How I'm Learning "Machine Learning"
Republished from my March 2nd story on hackernoon.com
In the past year, I’ve become convinced that machine learning is not hype. Strong AI/AGI is no longer a requirement for complex tasks. It doesn’t matter that AGI is out of reach, since we don’t need it in order for automation to take over vast swathes of the job market. I now think that domain specific ML is going to take 10% to 50% of all jobs in the next few decades. The obvious ones are transportation and logistics. But almost every industry is going to be transformed. I have kids that are 1, 3, and 5. And I have no idea what will even exist when they enter the job market in 20+ years.
The Stanford Machine Learning Class
I’m 2 weeks in to Andrew Ng’s famous Machine Learning class on Coursera. It just started last week, so if you hurry you can probably still take it this semester. This class is the one thing I’ve seen everyone involved in ML recommend. I want to learn first principles, so that I can go beyond tutorials and understand how to effectively use tools like Tensor Flow and Keras.
The Applications of AI — Email Newsletter
Rob May’s Technically Sentient email newsletter has a Light Tech / Business Focus. It comes once a week at 7 AM central on Sunday mornings. He covers the one big idea from the week on topics like “whether or not the DOJ should breakup Google and Facebook over data-monopoly or AI talent-monopoly issues, and whether you will eventually be able to buy insurance against algorithmic bias.” Then he gives summaries of the 5 best articles from the week and gives another 5 that are worth a read.
I’m also supplementing with some podcasts. There’s the Machine Learning Guide by OCDevel that gives you an introduction then gives audio commentary on each lesson covered in Andrew Ng’s class. He also gives a number of suggestions on how to break into a job in Machine Learning.

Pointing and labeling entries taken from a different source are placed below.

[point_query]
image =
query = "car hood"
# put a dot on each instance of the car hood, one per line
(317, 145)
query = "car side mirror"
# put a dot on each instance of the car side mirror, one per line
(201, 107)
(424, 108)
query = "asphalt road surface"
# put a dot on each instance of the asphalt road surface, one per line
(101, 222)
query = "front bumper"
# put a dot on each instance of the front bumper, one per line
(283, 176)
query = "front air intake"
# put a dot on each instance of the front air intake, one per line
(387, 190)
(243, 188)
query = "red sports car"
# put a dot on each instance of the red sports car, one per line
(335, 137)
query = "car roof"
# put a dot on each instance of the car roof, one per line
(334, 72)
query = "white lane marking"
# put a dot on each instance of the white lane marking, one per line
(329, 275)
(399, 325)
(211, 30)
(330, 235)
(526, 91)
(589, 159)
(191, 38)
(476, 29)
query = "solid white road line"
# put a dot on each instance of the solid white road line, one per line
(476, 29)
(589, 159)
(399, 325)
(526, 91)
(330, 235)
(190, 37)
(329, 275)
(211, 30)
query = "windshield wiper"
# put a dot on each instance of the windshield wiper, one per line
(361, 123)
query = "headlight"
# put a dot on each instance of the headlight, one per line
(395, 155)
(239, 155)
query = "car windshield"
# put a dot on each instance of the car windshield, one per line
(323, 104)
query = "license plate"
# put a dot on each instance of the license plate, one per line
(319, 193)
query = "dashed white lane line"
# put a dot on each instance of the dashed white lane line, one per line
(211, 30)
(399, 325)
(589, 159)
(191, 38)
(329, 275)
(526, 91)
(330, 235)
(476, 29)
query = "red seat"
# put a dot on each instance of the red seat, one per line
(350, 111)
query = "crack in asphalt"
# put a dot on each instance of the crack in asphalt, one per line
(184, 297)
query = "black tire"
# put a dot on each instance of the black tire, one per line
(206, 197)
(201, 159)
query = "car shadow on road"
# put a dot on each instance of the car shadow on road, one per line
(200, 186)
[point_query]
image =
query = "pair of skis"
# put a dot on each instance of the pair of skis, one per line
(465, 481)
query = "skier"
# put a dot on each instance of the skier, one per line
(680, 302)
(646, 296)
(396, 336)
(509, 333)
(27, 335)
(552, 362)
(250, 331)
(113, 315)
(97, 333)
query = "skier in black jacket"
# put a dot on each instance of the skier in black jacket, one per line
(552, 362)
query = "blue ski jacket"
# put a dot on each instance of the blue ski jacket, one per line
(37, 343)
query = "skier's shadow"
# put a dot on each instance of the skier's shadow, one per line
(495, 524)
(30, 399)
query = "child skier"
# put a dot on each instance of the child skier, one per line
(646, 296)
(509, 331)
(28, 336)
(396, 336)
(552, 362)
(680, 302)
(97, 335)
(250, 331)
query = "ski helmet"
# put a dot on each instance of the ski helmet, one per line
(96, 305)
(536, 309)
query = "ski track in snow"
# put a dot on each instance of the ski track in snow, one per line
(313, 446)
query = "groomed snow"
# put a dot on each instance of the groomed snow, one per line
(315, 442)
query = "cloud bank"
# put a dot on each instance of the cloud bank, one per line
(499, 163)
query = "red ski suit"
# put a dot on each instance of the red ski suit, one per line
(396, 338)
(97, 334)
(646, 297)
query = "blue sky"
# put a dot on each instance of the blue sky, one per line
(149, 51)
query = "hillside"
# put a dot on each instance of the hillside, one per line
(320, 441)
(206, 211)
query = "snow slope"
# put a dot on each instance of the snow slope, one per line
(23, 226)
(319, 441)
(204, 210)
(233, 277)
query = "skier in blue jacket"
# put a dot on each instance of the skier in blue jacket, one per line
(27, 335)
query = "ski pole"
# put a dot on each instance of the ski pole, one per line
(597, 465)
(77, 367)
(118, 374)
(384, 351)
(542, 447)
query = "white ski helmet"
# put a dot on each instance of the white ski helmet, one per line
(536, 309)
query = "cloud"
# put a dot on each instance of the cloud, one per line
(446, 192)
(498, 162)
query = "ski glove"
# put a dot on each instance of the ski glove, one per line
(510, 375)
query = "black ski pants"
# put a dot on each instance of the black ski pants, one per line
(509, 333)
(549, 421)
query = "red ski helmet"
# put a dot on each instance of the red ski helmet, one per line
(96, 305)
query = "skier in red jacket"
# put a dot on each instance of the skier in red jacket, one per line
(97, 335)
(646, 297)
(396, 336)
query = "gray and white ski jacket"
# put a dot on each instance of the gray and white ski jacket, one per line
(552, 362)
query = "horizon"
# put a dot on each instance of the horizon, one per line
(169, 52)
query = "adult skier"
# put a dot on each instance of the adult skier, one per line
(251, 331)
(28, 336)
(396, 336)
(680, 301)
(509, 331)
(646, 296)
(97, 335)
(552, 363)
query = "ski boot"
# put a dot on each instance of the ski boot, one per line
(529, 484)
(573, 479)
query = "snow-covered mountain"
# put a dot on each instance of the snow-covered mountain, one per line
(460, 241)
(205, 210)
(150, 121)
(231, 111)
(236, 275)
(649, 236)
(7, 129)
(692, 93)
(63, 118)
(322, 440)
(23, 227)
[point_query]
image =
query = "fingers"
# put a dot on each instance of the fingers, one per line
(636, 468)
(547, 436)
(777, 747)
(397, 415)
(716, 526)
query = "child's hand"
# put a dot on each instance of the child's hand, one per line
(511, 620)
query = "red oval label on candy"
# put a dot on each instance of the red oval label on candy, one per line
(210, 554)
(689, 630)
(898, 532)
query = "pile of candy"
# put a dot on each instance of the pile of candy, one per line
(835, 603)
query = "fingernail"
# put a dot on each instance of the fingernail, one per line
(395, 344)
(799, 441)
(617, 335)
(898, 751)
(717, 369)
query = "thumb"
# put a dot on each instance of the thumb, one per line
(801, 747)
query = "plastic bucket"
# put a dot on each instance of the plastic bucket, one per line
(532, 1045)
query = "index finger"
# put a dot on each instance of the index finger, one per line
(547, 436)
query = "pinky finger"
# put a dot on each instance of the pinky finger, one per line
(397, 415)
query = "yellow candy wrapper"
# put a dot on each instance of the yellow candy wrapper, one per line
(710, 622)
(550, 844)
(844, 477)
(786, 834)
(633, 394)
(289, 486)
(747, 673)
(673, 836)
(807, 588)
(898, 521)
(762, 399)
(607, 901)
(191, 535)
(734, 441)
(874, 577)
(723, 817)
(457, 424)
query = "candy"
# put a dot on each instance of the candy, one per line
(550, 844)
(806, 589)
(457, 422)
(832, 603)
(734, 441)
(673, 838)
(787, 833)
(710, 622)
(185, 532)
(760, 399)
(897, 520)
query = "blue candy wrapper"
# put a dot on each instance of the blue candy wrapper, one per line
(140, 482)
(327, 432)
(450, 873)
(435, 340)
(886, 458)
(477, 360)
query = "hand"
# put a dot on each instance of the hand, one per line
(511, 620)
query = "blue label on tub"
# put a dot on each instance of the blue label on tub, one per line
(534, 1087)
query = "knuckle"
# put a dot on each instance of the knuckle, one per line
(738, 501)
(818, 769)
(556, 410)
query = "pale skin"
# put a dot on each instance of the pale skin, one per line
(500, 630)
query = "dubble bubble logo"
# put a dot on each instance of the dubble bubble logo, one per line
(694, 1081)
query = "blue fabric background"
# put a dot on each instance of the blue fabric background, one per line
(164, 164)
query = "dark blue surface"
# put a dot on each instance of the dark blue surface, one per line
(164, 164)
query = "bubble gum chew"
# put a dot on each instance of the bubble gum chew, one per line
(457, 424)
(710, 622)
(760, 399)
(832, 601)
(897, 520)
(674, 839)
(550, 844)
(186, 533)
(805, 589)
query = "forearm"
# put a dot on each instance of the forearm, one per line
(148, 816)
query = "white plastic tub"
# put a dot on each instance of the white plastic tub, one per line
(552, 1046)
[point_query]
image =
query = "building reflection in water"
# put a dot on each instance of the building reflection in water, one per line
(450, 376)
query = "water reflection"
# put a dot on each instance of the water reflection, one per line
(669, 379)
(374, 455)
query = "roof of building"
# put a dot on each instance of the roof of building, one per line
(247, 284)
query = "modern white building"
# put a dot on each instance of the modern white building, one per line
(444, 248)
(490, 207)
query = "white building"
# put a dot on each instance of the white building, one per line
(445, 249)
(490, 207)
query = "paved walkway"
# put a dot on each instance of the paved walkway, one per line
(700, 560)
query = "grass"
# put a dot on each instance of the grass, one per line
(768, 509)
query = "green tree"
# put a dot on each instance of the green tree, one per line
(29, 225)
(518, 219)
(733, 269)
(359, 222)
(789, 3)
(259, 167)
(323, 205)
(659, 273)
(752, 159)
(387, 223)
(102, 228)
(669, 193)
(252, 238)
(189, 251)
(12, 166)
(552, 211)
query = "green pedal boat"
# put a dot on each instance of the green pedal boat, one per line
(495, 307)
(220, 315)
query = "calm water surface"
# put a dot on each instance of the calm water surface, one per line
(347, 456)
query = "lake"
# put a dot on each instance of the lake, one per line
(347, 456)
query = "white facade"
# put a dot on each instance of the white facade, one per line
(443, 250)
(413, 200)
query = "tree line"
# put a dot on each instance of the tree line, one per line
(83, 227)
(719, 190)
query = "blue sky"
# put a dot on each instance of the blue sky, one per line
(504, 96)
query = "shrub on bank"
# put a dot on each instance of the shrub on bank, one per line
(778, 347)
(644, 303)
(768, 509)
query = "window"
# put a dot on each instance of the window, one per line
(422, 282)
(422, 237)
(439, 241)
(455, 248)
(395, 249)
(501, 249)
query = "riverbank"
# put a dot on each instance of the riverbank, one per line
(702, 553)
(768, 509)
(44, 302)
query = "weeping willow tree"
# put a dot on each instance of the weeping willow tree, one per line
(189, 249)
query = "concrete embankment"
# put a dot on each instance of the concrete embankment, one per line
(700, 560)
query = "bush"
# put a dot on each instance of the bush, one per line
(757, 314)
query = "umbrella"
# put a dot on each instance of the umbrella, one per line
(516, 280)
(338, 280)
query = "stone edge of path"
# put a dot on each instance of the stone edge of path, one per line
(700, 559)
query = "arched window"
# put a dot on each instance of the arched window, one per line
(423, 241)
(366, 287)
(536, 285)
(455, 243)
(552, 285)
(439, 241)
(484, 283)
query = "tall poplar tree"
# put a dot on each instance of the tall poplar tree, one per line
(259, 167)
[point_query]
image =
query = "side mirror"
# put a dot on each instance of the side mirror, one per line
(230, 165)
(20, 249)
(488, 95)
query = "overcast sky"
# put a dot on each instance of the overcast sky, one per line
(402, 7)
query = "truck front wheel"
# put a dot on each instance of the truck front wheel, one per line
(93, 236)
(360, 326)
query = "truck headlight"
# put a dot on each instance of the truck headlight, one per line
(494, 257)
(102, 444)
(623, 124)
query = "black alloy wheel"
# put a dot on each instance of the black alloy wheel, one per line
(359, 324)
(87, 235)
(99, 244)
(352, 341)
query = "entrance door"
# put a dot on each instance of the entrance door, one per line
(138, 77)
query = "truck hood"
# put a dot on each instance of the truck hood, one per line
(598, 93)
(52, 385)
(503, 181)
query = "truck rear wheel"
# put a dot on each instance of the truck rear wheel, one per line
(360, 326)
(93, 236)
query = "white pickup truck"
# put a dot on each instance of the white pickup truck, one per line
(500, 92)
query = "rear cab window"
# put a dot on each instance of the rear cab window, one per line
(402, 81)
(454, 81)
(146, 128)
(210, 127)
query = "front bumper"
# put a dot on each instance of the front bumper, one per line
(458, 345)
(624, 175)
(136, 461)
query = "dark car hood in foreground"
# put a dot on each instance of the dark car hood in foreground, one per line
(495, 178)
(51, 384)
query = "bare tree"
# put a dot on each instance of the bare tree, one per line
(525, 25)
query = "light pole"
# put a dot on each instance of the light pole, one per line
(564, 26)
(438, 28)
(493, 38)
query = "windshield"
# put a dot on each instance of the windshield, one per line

I also recommend listening to TWiML — This Week In Machine Learning. I listened to a long-winded one with Xavier Amatriain who is VPE at Quora and ran the ML group at Netflix. And every now and then the great Software Engineering Daily podcast has someone from the world of ML on the show. I enjoyed the “Machine Learning is Hard” podcast with Zayd Enam from the Stanford AI lab. He talks about how ML is next to impossible to debug.
As for videos and slides, I found some great slides that let me understand how neural networks work but I’m holding back on them until I finish the class.
I’ve been working on the class at night, sneaking in a video here or there during my lunch break. I’m going to talk about the class a good bit in the next few weeks and am going to pass along the high level concepts (no linear algebra or advanced math here) of what I’m learning. So here is what I’ve learned in the first two weeks:
Brute Force Works
We can throw hardware at large data sets and come up with very good predictions.
You don’t have to be an expert at math
I was really afraid about these requirements (I never took linear algebra), but ended up picking up the high level concepts quickly. The math is intimidating, but once you understand it at a high level, its just importing the data and running a few functions in Matlab.
Software is built for scale
Gradient Descent is not elegant. These problems can be solved with plain Calculus using the normal equation. However, normal equation doesn’t work on large data sets with 10,000+ features.
Get used to Uncertainty
Experts largely rely on rules of thumb. They don’t even fully understand how a lot of it works.
Debugging is damned near impossible
Neural networks are a black box and the length of time to complete an iteration means that you can’t get quick feedback.
Quizzes are kinda hard
They are strict about requiring 80% (4 out of 5) questions to pass. Save the PDF slides and review them before starting the test. Check and double-check your answers before submitting.
Adios! I hope you found this overview useful. I’ve got to do my first assignment using Octave, but there will be more to come.